In sum, the standard approach of economic theory in dealing with uncertainty is to treat uncertainty in analogy to risk in order to hold on to optimization models. One of the few exceptions is the study of ambiguity, which applies to unknown probabilities but assumes known options and consequences. The heuristics-and-biases program has criticized the descriptive reality of the optimization framework but uncritically accepted it as normative standard, thus also ignoring situations of uncertainty where one cannot know ahead what the best action is.
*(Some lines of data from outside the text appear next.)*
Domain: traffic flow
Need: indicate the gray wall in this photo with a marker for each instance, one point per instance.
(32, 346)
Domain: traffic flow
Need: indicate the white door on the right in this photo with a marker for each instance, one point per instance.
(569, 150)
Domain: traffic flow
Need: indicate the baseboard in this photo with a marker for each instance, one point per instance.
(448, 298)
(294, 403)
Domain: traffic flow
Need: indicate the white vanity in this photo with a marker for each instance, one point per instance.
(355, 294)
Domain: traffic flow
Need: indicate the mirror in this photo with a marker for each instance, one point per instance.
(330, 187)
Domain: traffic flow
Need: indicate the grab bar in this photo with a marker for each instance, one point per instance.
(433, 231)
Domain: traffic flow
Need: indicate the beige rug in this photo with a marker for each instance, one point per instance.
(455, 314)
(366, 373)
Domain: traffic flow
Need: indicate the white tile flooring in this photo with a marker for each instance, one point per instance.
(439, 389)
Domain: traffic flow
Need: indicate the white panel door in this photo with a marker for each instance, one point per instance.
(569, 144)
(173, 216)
Simon’s call for modeling the process of decision making under uncertainty was answered by neither of these two programs. Neither of them takes heuristics seriously or acknowledges that uncertainty can make heuristics necessary.
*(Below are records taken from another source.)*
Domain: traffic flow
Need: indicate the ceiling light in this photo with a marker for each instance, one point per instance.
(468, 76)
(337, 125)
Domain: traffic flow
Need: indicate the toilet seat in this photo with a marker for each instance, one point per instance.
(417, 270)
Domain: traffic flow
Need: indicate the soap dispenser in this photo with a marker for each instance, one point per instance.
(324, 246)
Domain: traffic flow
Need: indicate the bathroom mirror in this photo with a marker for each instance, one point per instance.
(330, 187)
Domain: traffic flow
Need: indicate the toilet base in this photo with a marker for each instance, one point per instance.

The third approach to inertia…makes a slight concession to bounded rationality in that it recognizes that a decision maker cannot possibly formulate a lifetime plan covering all contingencies. The disadvantage of bounded rationality is that it makes the concept of rational behavior very ambiguous. The best one can do is to imagine what a sensible, self-interested and boundedly rational person might do. I simply tell a plausible story in which inertia may be identified. I assume that the decision maker continually makes approximate plans. The inertia assumption is that these plans are abandoned only if doing so is judged necessary for an improvement. This picture of reality motivates a loose definition of inertia…which should be used when applying the [Knightian decision] theory. (pp. 8–9; emphasis added)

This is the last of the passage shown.